The newest space not only persistently draws legal science into politics but also divides the international legal community into "national departments" as the solutions necessary for practitioners to ensure the competitive advantages of their countries' economies in the rapidly growing space market often contradict established international legal principles. As a result, legal science is forced to seek a compromise between equally significant but competing imperatives: protecting their country’s national interests and the interests of all humanity.

Therefore, it is not surprising that numerous discussions about promising models of legal regulation in the field of space resources and trends in the development of international space law link the possibility of clarifying the situation either with the achievement of a global consensus of states or with the outgrowth of the number of national novels into a new quality [57]. Ultimately, it doesn't matter whether revolutionary changes take place "from above" or "from below" (the second scenario seems more likely), but one thing is obvious: they are inevitable. Moreover, national precedents arising as a result of the desire of states to "increase legal certainty" in regulating new areas of space activities can become a source of change in the very foundations of law and existing legal systems.

The technology described in the Discussion section, which allows states to create competitive advantages by adopting national acts that eliminate legal uncertainty in economically sensitive areas, is used today, not only in space. For example, the US Federal Law on Reducing Inflation (The Inflation Reduction Act of 2022, IRA), adopted in October 2022, creates competitive advantages for American manufacturers of "environmentally friendly" cars [58].

Russia is a space power capable of participating in the extraction of space resources. However, considering the cost of equipment, technology, and the difficulty of private agents entering the national space business, there is almost no entrepreneurial interest in this area. The Russian Federation adheres to a conservative position regarding attempts by other states to accelerate the creation of "legal certainty" in the field of exploration, production, use, and especially the appropriation of space resources. But since the UN Committee on the Peaceful Uses of Outer Space adheres to objectivist approaches, the generalization of national practices in the field of regulation of space resources and expert opinions initiated by its structures will obviously lead to a solution that provides private companies with guarantees for the use and appropriation of resources extracted by them in space.

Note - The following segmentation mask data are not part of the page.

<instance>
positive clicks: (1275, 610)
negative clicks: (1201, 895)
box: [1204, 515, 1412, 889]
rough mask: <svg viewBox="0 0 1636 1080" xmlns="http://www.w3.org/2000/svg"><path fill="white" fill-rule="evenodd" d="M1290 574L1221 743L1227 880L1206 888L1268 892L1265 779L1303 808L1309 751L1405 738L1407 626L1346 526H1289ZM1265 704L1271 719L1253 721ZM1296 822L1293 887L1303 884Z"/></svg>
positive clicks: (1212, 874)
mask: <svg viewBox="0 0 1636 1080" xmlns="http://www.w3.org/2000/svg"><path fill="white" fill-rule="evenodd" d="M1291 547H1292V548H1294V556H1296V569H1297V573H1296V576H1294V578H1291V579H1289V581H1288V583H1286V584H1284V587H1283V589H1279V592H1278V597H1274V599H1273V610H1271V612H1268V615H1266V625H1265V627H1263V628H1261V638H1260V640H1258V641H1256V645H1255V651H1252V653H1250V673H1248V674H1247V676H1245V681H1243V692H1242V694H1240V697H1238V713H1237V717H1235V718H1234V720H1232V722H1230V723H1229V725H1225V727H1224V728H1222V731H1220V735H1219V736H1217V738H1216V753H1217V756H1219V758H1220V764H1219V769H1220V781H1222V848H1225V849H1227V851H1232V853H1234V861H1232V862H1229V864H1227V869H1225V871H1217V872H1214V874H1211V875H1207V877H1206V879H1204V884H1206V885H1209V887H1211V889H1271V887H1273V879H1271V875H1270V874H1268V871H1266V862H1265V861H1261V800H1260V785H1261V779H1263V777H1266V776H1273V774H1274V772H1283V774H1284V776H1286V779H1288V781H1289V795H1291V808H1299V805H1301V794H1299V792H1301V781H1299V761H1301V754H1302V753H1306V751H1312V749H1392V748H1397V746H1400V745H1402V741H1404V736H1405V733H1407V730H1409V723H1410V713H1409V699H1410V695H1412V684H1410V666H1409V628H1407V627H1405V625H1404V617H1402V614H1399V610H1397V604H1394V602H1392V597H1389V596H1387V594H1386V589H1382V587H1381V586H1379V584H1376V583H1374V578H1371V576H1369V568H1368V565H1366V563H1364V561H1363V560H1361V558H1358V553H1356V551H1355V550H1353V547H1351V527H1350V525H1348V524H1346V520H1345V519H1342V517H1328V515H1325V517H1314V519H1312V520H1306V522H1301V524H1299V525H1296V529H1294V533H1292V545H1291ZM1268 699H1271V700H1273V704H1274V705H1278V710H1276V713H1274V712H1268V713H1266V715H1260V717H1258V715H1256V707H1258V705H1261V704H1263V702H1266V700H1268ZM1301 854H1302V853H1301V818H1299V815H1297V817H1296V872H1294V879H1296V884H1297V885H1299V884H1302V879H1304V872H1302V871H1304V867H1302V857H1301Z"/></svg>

The new competition of states in space that has begun is more than just a competition for scientific and technological priority (although only advanced science and technologies can help in space exploration). Space is not only the competition of economies (although only strong economies can withstand such a resource-intensive project as space exploration). First, space is a competition of management systems and models. This is a question of who is better and more effectively able to regulate the development of their space sector so as to always be the first—both in space and on Earth. Based on this, the experience of creating legal certainty at a national level in the exploration, production, use, and appropriation of space resources is a way to ensure national competitiveness in the upcoming global space resources market. The positions according to which international space law "may not be in a hurry" in developing a legal framework for activities in the field of space resources [59] seem disconnected from reality, as the formation of new practices is taking place at a very rapid pace. However, international law can not rush but simply wait until a national practice of regulating the exploration, production, use, and appropriation of space resources is formed and international legal custom is reliably established, including in the way indicated in this work.